No matter how much I can pay, why should I when I am getting a vastly superior experience with these options? This is just downloading and installing an app, wayy less of a "hassle" than setting up payment and exposing yourself to Youtube's abhorrent feed on the front page. These ideals don't work in the free market; if I can take something for free I'll take it as I see fit, as will all rational consumers across the world if they can.
The YouTube algorithm is the problem. Any feature that was designed to maximise engagement will eventually destroy the product itself. You can only avoid the algorithm if you don’t use the YouTube app.
My original comment was downvoted and is too old for me to edit. But I'm still curious. What do the people who disagree with me think YouTube should do? Is the issue that the ads are too intrusive? Are you uncomfortable with the tracking, but would be happy with the current 'pay to not see ads' if it wasn't for the tracking?

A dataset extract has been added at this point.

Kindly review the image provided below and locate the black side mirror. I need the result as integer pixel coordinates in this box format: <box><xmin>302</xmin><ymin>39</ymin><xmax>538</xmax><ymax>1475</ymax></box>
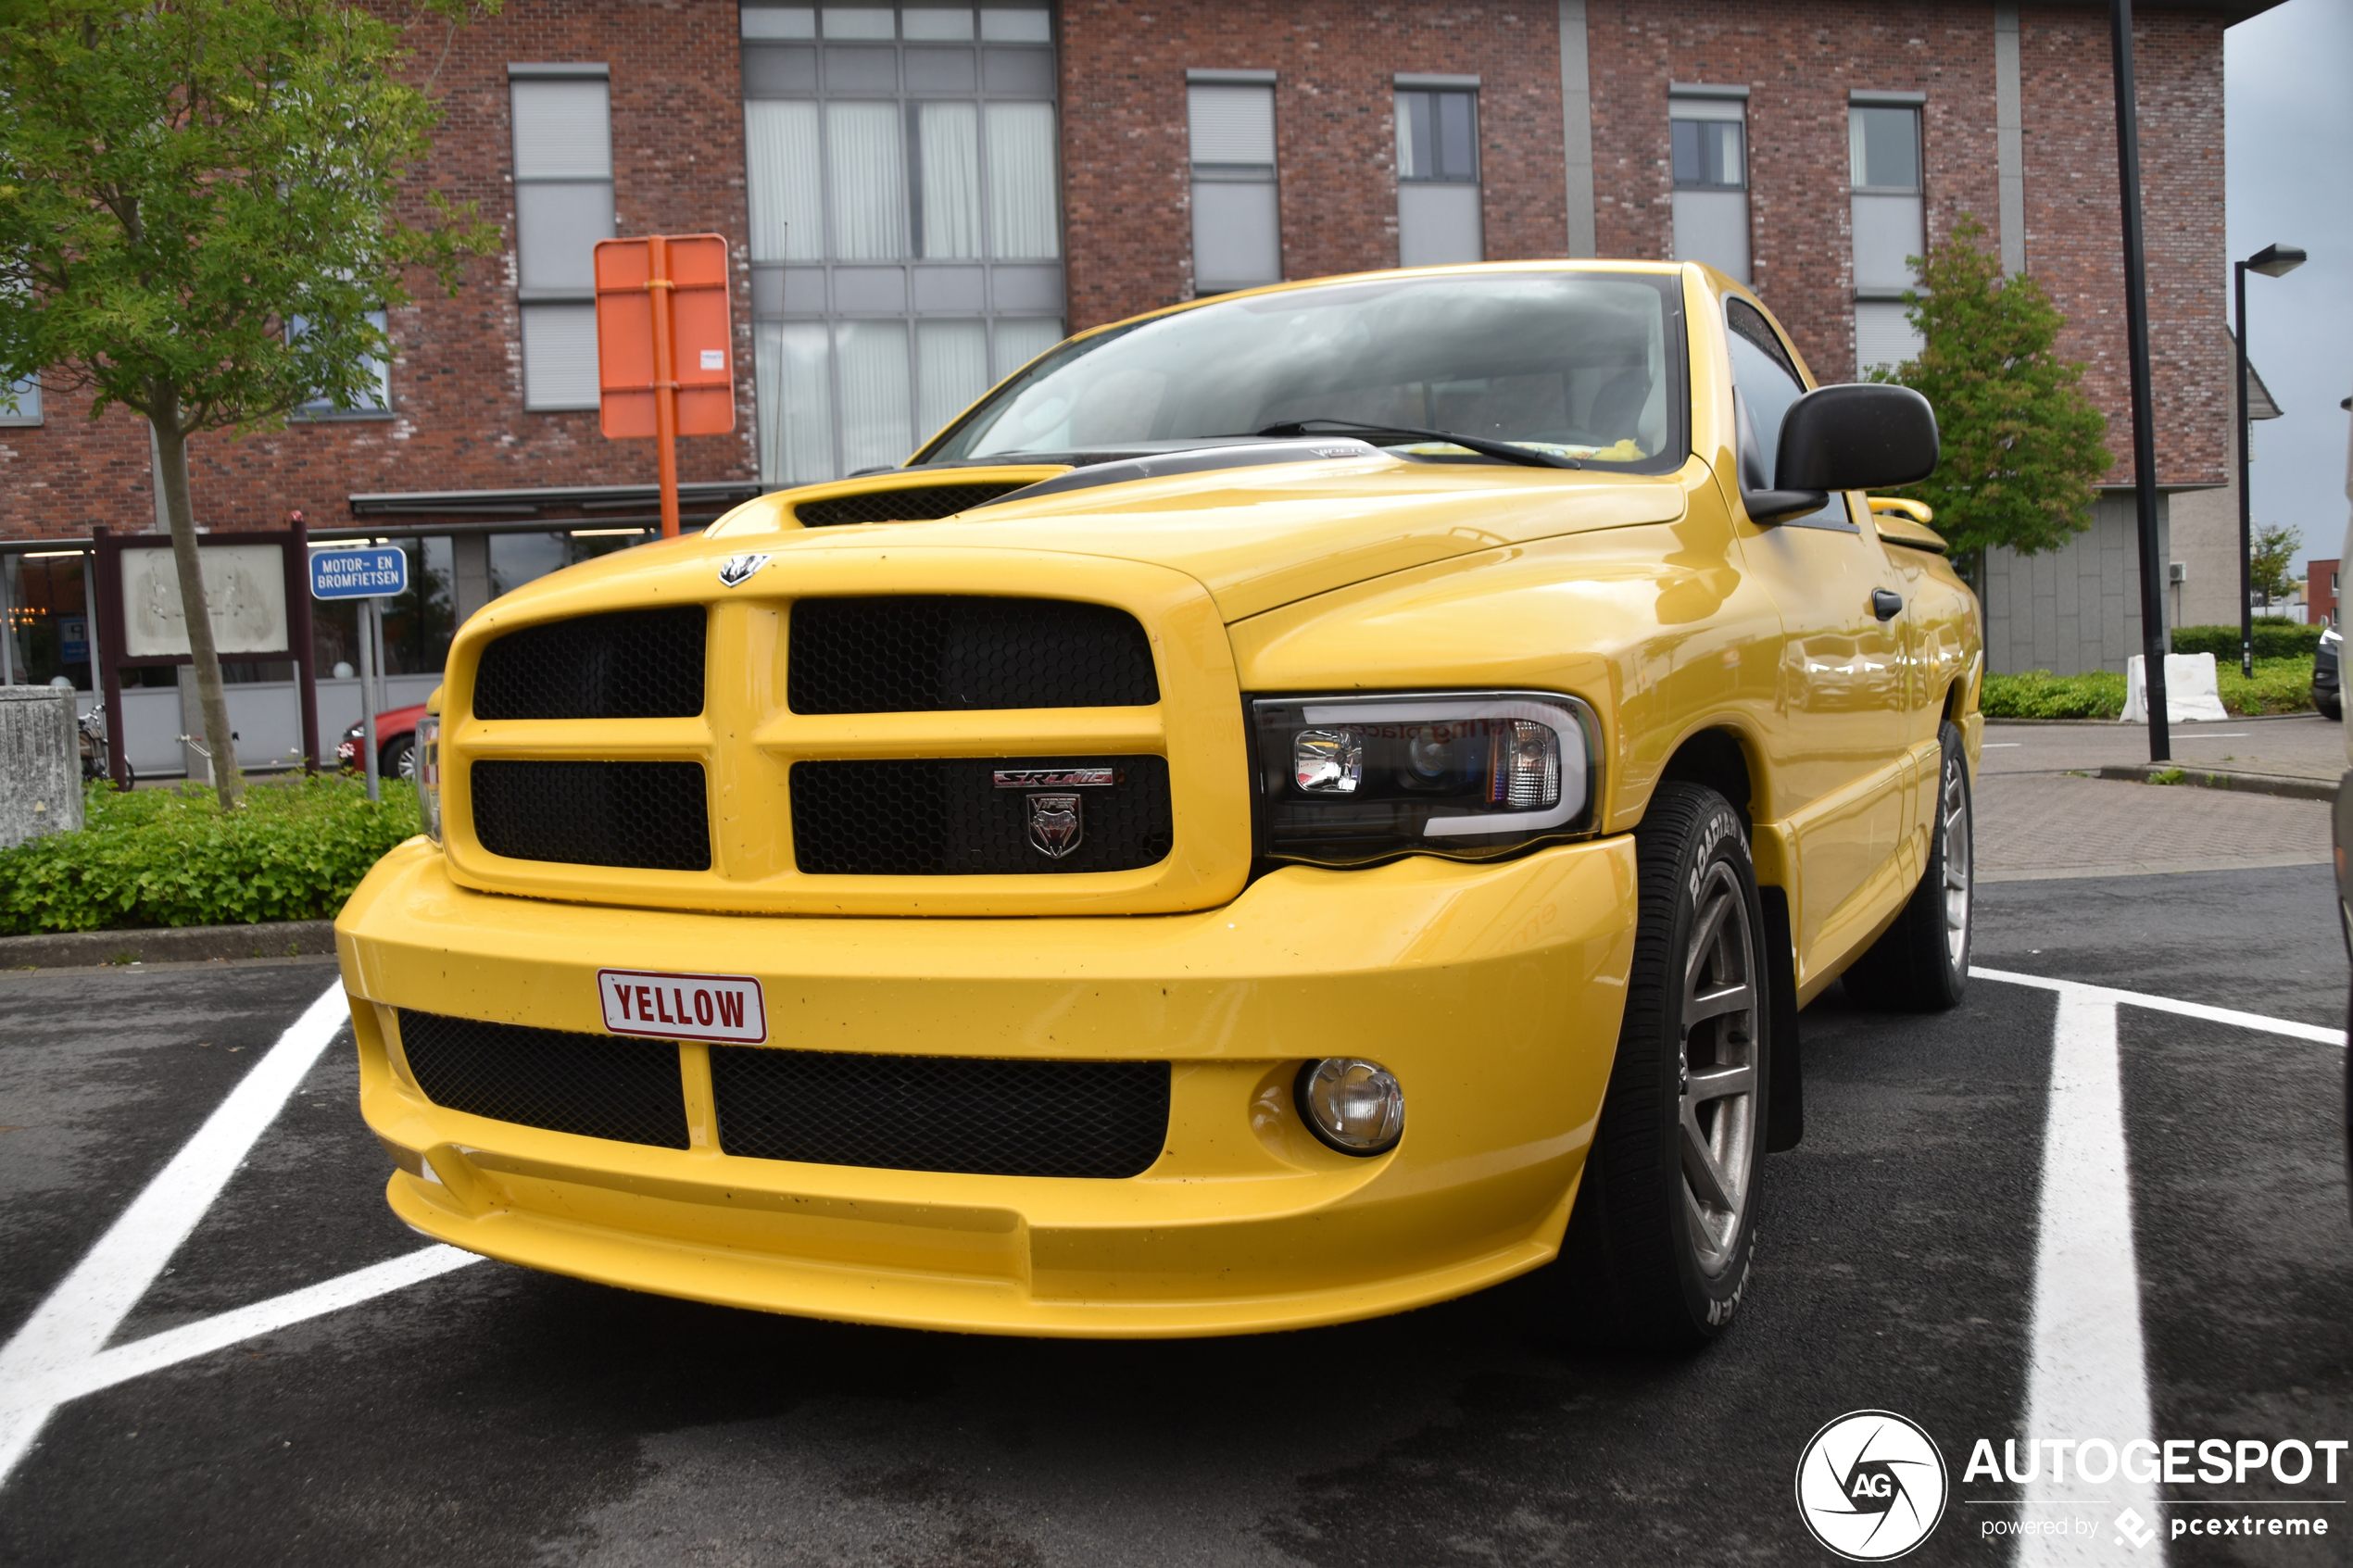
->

When you just screech about YouTube being unnacceptable without actually explaining your issues in detail it just sounds to me like you want google to host a (very expensive for them) video sharing service without monetizing it at all, which is obviously an unrealistic demand (also, you should promote peertube - p2p seems like the way to make this happen).
Go the way of Digg or disappear entirely, because if you need ads to survive, then you don't have a very good website. The competitors like Rumble or BitChute or Odysee or PeerTube will fill in the gaps.
We internet users don’t want to pay for anything, we don’t want to watch ads, we get upset when free products aren’t free anymore, and when we are the product…
This whole thing makes NewPipe a lot less useful than it used to be.